# Francis Makemie



## VirginiaHuguenot (Jun 12, 2005)

Francis Makemie (1658 - 1708) is known as the "father of American Presbyterianism."

It was said of him that "He is a jack-at-all-trades; he is a preacher, a doctor of physic, a merchant, a counselor at law, and which is worst of all, a disturber of governments." -- Lord Cornbury, Governor of New York. 

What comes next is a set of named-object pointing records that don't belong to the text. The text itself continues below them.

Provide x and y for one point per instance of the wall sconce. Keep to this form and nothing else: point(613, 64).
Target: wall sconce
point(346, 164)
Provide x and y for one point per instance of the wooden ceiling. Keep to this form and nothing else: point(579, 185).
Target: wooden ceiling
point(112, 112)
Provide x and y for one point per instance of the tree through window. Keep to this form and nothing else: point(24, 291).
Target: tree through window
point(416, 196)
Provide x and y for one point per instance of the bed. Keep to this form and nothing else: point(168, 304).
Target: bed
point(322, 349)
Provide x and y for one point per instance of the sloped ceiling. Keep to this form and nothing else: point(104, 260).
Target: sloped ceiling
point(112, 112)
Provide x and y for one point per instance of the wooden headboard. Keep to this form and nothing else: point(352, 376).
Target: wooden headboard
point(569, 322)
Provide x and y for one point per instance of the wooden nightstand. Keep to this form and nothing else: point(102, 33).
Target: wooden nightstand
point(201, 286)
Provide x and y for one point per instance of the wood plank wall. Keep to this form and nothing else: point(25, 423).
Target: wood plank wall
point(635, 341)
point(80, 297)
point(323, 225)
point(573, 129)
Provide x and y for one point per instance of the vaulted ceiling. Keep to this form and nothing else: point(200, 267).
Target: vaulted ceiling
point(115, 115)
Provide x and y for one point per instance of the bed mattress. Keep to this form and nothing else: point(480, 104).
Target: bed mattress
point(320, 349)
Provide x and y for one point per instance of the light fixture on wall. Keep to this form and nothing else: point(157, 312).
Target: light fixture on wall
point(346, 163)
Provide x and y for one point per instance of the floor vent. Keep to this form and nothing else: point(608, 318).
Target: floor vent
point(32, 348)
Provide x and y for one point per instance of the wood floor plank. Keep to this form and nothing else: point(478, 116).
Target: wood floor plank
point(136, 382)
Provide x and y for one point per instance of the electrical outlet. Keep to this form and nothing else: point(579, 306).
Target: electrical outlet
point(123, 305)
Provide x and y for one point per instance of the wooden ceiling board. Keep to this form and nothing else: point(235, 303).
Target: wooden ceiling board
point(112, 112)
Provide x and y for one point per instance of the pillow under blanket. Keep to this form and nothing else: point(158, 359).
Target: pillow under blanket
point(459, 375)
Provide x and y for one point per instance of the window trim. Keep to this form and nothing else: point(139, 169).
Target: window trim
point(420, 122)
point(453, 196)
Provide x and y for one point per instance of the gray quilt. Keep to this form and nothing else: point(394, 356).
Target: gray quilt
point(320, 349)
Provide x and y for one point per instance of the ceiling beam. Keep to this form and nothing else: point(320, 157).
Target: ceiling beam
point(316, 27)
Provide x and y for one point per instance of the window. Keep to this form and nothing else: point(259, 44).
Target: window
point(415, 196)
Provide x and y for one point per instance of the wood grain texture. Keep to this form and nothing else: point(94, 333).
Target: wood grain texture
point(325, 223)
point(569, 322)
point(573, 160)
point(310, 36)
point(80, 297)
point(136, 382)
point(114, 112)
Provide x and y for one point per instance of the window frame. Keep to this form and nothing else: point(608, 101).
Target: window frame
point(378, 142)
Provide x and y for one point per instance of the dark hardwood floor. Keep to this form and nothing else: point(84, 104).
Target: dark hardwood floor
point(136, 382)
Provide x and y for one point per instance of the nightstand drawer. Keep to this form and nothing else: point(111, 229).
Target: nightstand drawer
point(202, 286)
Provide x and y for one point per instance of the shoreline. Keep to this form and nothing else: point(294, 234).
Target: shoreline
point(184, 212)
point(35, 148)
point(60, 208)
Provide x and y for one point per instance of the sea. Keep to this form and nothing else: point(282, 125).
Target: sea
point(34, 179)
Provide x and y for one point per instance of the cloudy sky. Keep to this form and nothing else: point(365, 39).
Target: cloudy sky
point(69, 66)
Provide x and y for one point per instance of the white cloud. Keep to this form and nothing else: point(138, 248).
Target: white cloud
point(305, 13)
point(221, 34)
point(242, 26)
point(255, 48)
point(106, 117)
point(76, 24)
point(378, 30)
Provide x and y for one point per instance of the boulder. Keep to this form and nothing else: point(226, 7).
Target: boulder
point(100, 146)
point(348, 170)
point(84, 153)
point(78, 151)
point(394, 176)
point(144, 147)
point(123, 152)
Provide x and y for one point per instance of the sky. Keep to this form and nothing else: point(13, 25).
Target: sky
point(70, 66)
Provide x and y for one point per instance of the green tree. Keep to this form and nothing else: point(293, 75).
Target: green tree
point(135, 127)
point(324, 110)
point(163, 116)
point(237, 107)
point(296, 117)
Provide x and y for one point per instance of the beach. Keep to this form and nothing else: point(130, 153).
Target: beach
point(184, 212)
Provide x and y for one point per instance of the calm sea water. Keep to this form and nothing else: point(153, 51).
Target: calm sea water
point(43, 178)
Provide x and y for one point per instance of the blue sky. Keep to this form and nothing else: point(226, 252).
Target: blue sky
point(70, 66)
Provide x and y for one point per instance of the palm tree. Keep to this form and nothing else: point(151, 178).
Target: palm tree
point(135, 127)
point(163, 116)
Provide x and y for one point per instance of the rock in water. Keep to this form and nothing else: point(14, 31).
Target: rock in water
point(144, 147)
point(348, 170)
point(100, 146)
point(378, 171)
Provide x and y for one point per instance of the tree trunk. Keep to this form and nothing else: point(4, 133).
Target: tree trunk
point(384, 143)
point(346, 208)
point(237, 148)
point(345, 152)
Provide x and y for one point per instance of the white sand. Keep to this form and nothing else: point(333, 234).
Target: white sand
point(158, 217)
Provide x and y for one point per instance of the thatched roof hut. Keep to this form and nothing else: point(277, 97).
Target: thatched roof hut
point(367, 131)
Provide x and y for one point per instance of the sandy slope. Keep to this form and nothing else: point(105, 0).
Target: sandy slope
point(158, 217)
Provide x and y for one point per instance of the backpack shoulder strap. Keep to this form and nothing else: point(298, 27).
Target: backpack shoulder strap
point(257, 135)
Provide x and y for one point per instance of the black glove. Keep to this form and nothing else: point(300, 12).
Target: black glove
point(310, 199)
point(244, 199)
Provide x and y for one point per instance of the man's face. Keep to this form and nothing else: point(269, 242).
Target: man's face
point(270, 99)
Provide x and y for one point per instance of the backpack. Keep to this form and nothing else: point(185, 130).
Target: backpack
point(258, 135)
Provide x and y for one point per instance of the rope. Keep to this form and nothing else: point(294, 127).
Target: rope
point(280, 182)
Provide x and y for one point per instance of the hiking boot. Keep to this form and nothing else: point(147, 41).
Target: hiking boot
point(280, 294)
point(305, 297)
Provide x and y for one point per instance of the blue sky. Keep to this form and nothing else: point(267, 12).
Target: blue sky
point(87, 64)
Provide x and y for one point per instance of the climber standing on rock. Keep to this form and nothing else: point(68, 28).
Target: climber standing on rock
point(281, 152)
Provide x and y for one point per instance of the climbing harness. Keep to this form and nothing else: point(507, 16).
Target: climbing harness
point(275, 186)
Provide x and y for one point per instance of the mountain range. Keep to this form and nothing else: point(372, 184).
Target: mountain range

Francis Makemie statue, Accomack County, Virginia:


----------



## VirginiaHuguenot (Aug 8, 2005)

I drove through Makemie country, aka the Eastern Shore of Virginia this past weekend. Very inspirational!


----------



## VirginiaHuguenot (Jun 12, 2006)

The story of Francis Makemie is recounted this article about American colonial Presbyterianism.


----------



## NaphtaliPress (Jun 12, 2006)

Dr. D. G. Hart has written "Francis Makemie and the Meaning of American Presbyterianism" which appears in _The Confessional Presbyterian_ journal volume 2 (2006) shortly to appear, DV. I should get advanced copies this week. http://www.cpjournal.com


[Edited on 6-12-2006 by NaphtaliPress]


----------



## VirginiaHuguenot (Aug 4, 2006)

One of Francis Makemie's writings was a _Catechism_ (discussed briefly in William Sprague's _Annals of the American Pulpit_ and L.P. Bowen's _The Days of Makemie_, among other places) which was apparently a "compendium of the Westminster Standards to be used in training children in the Reformed Faith." It was the subject of an attack by George Keith, a Quaker/Anglican, and Francis Makemie published a defense of his Catechism, which is found in _The Life and Writings of Francis Makemie_ ed. by Boyd S. Schlenther. Apparently the _Catechism_ itself did not survive, which is greatly to be lamented.

[Edited on 8-5-2006 by VirginiaHuguenot]


----------



## Pilgrim (Sep 2, 2006)

Francis Makemie website


----------



## VirginiaHuguenot (Sep 2, 2006)

> _Originally posted by Pilgrim_
> Francis Makemie website



Excellent!


----------